Dartmouth has announced the launch of a $3 billion capital campaign, The Call to Lead, which includes plans to transform the west end of campus into a hub of technological and entrepreneurial innovation.

The campaign includes $250 million to integrate engineering and computer science, expand both faculties to be able to teach more students, and construct a new state-of-the-art building to house engineering, computer science, the Digital Arts, Leadership & Innovation (DALI) Lab, and the Center for Entrepreneurship.

These initiatives come at a time when 70 percent of Dartmouth undergraduates take at least one engineering or computer science course and demand continues to rise among both men and women. In 2016 Thayer graduated a majority female undergraduate engineering class—a national first.

It is also a time of convergence between the physical and digital worlds—an era that the National Academy of Engineering and others call the “Fourth Industrial Revolution.”

“Now is the time for engineering and computer science to dissolve the artificial boundary between the computational and the physical worlds,” says Thayer School Dean Joseph J. Helble.

“Computer science and engineering have collided, and digital technology is being integrated into everything from toasters to self-driving cars. Our students must be trained in these two worlds,” says Professor Hany Farid, chair of computer science.

Thayer School and computer science plan to seamlessly integrate their programs in their new 160,000-gross-square-foot building, which will occupy land now used for parking. Linked to MacLean Engineering Sciences Center, the new building will architecturally express the spatial and programmatic intermixing of engineering, computer science, and entrepreneurship, with open vistas, fully shared facilities, and thematic rather than departmental groupings. Classrooms, project rooms, labs, and offices will be thoughtfully interspersed, continuing a proven Thayer School strategy for sparking collaboration and fostering a keen sense of community.

New building graphic

Thematic research neighborhoods will unite computer science and engineering faculty and students working on innovations in advanced materials, biotechnology,emerging technologies, energy technology, machine Intelligence, mobile X, and security and privacy. A new electron microscope center will be located in the building to support research.

The new building will feature spaces for active learning, including project labs, maker spaces, a Technology-Enabled Active Learning (TEAL) classroom, and the Digital Arts, Leadership & Innovation (DALI) Lab. Complementing Thayer’s existing project design labs and machine shop, these new flexible spaces will allow more courses to feature hands-on design, fabrication, and problem-solving experiences, giving computer science and engineering majors—and students from across Dartmouth’s curricular spectrum—an unsurpassed environment for learning by doing.

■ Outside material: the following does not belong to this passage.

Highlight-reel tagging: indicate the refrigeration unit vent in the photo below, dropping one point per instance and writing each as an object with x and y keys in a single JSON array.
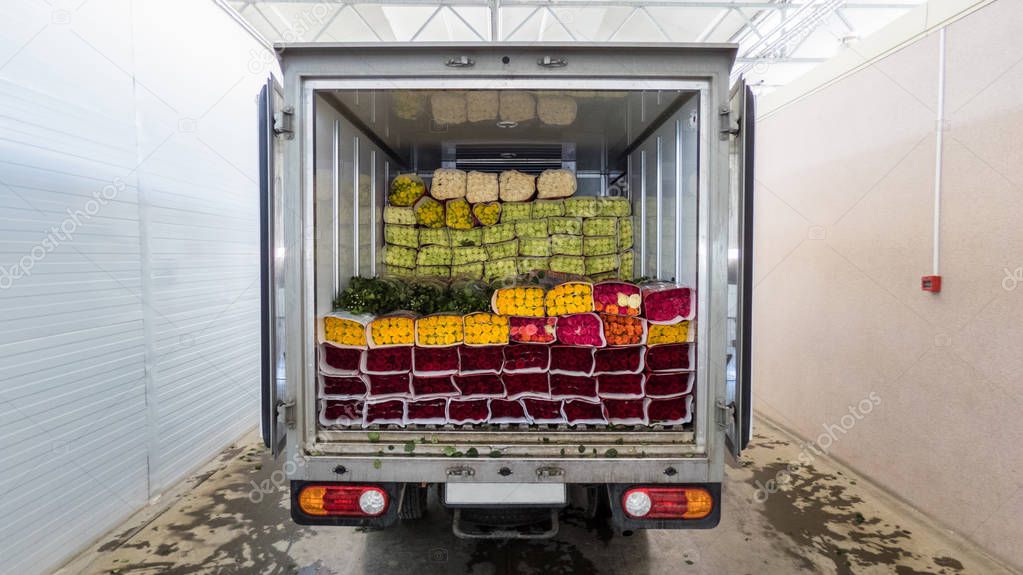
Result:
[{"x": 531, "y": 159}]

Entrepreneurial resources will also be integrated into the building. The Center for Entrepreneurship, previously known as the Dartmouth Entrepreneurial Network will move from its current location near the Hopkins Center. The move to the new building will allow students and faculty to benefit from entrepreneurial expertise at Tuck School of Business and at Thayer—where a third of the engineering faculty have already founded companies that are turning research findings into applied technologies to improve the lives of people worldwide.

The increased space will enable student and faculty growth. The tenure-track engineering faculty will increase from 35 to 70 and the computer science faculty from 18 to 27 over the next 10 years to build the capacity to educate all undergraduates and many more graduate students.

The transformation of the west end of campus will also include new programs at Tuck School of Business and construction of the Arthur L. Irving Institute for Energy and Society between Tuck and Thayer.

The overarching goal of The Call to Lead is to expand Dartmouth’s commitment to creating positive, global change. “We will strengthen our ability to educate future leaders who possess an array of cross-disciplinary skills and an unrivaled ability to study complex problems from multiple perspectives,” says Dartmouth President Phil Hanlon ’77.